Costello had been looking for Doc Hinger. As he moved toward Alpha’s front, the gunfight reminded him of “an extraordinarily good fireworks show.” Time was distorted; a minute seemed like an hour. Men were returning fire, but in the distance behind him he could hear periodic shouts of “Hold your fire! Cease fire!” Were they shooting their own men? Toward the front he was pinned to the jungle floor, hugging the ground, pressing down, anything to get a millimeter lower, his head sideways with the big steel helmet sticking up. There was no brush to cover him, only dirt and smoke. He heard rounds go overhead and felt dizzy, certain one would hit. From the sound he determined that the VC were using a big, .50-caliber machine gun, more of a
boom-boom
than a
brrrr.
He looked down and saw ants crawling on his arm. They were biting him, and he knew from experience that it should hurt, but his adrenaline was running so strong that he said to himself,
I can’t feel these suckers.
From nearby came a yell for help. He looked over at a wounded soldier. The man’s insides had come out, hanging there, suspended. Costello’s first instinct was to stuff them in, but from training films he remembered that was wrong. Cover them and apply pressure, he thought to himself, and that is what he did.
Another explosion went off behind him. Costello felt a shrapnel sting in his back. He could do no more for the wounded soldier, who was going into shock and probably dying. Try as he might, he could not call up the man’s name. He remembered that the guy had a candy-apple-red ’62 Chevy that he was proud of and a young wife he loved very much and that he didn’t care for Costello at all and Costello wished that he had. With bullets zinging overhead, there was the young grenadier, taking one last look at a dying comrade and thinking strangely,
I wish we had been nicer to each other.
In the din he could hear Top Valdez yelling, “Fall back! Fall back!”

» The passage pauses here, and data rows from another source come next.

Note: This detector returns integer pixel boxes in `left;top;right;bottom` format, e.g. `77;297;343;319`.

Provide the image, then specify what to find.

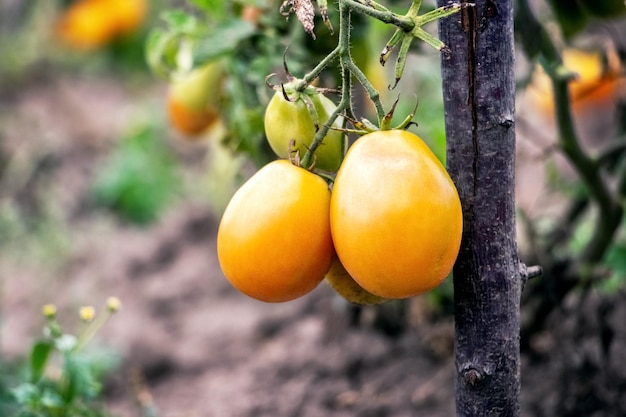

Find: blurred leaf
63;352;101;404
605;245;626;276
93;127;180;224
548;0;588;38
11;383;40;405
30;340;54;383
193;19;256;64
190;0;226;20
161;10;199;34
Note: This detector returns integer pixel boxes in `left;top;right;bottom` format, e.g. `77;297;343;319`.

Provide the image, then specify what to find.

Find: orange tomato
56;0;148;50
217;160;334;302
330;130;463;298
527;49;626;114
325;256;389;305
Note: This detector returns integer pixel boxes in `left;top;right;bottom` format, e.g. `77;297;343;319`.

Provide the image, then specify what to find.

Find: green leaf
93;127;180;225
11;383;40;406
605;245;626;275
190;0;226;20
161;10;199;34
62;352;101;404
30;340;54;384
193;19;257;65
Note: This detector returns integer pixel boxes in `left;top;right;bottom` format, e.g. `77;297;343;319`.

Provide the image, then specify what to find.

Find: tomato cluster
217;84;463;304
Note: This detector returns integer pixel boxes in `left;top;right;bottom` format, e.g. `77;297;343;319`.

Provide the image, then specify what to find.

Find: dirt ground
0;69;626;417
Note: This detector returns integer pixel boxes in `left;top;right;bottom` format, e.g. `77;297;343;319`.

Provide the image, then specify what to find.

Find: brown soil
0;71;626;417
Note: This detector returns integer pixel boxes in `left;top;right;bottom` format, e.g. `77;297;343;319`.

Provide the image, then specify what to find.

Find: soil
0;70;626;417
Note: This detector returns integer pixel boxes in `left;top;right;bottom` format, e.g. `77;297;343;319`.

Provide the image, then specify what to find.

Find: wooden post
439;0;522;416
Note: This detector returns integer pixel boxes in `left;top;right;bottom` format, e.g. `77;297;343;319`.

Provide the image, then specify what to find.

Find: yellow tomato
108;0;148;35
56;0;147;50
330;130;463;298
167;61;223;137
217;160;334;302
527;49;626;113
325;257;389;304
57;0;115;49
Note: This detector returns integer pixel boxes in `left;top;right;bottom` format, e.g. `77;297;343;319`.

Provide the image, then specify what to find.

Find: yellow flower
41;304;57;319
107;297;122;313
79;306;96;323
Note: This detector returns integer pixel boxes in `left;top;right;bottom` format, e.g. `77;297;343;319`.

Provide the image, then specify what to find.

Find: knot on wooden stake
462;367;487;387
519;262;543;282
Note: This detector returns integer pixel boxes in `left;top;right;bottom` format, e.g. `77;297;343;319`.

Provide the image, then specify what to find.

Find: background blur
0;0;626;417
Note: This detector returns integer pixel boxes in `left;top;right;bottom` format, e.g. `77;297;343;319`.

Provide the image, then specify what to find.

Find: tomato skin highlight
330;130;463;299
264;91;346;172
217;160;334;302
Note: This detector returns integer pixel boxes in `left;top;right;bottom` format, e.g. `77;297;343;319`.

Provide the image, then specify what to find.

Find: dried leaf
280;0;315;39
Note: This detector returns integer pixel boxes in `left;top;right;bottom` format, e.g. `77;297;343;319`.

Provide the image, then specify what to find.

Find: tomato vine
147;0;462;166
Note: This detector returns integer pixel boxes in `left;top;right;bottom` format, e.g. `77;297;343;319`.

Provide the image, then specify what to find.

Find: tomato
330;130;463;298
325;257;389;304
57;0;148;50
217;160;334;302
527;48;625;114
265;84;346;172
167;61;223;137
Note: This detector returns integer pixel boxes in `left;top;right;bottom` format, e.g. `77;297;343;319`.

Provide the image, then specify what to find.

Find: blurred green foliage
0;306;120;417
93;125;182;225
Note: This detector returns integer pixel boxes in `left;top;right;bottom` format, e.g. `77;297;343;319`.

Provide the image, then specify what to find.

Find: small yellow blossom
79;306;96;323
107;297;122;313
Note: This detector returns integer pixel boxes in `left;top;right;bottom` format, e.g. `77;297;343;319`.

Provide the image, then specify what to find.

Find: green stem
346;60;385;122
74;309;112;351
518;1;623;266
300;2;353;169
295;45;341;88
340;0;415;32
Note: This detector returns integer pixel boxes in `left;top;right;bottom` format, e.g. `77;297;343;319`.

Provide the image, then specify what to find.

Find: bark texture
439;0;522;416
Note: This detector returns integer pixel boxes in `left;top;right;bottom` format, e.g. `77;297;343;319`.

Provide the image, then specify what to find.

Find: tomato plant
265;82;347;172
167;61;223;137
217;160;334;302
330;130;463;298
325;257;389;304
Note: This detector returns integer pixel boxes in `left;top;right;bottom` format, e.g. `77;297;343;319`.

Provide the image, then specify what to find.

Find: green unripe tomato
265;85;346;172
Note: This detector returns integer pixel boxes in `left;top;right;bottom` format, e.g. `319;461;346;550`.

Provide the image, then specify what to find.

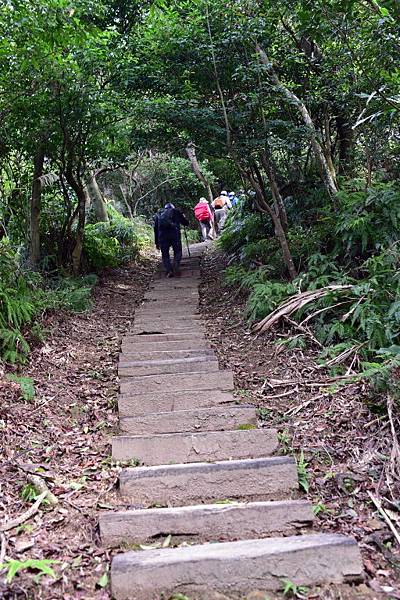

Valdez, in command of Alpha now, had radioed Allen with another situation report. Move north, Allen had told him. He was calling in the artillery. Valdez and the soldiers with him moved seven wounded men north and east about seventy meters and formed a makeshift assembly area. He had Captain George there, and Lieutenant Kay. There was Sergeant Pipkin, who had been shot in the leg as he tried to move the first platoon’s left file over toward Gribble’s decimated right squad. Specialist 4 Carl Woodard, a squad leader at age nineteen, brought his men from the second platoon over to provide security on the right flank. Pipkin’s radiotelephone operator, Michael Arias, and rifleman Fitzgerald came stumbling back carrying a wounded comrade, Charles Morrisette. Arias had tried to get two other men to help carry Morrisette, but they were taking cover behind a shrub, pinned down by machine-gun fire; they waited for a lull in the shooting before they too crawled back. “Come to the fire!” Valdez shouted, shooting his .45 twice into the air.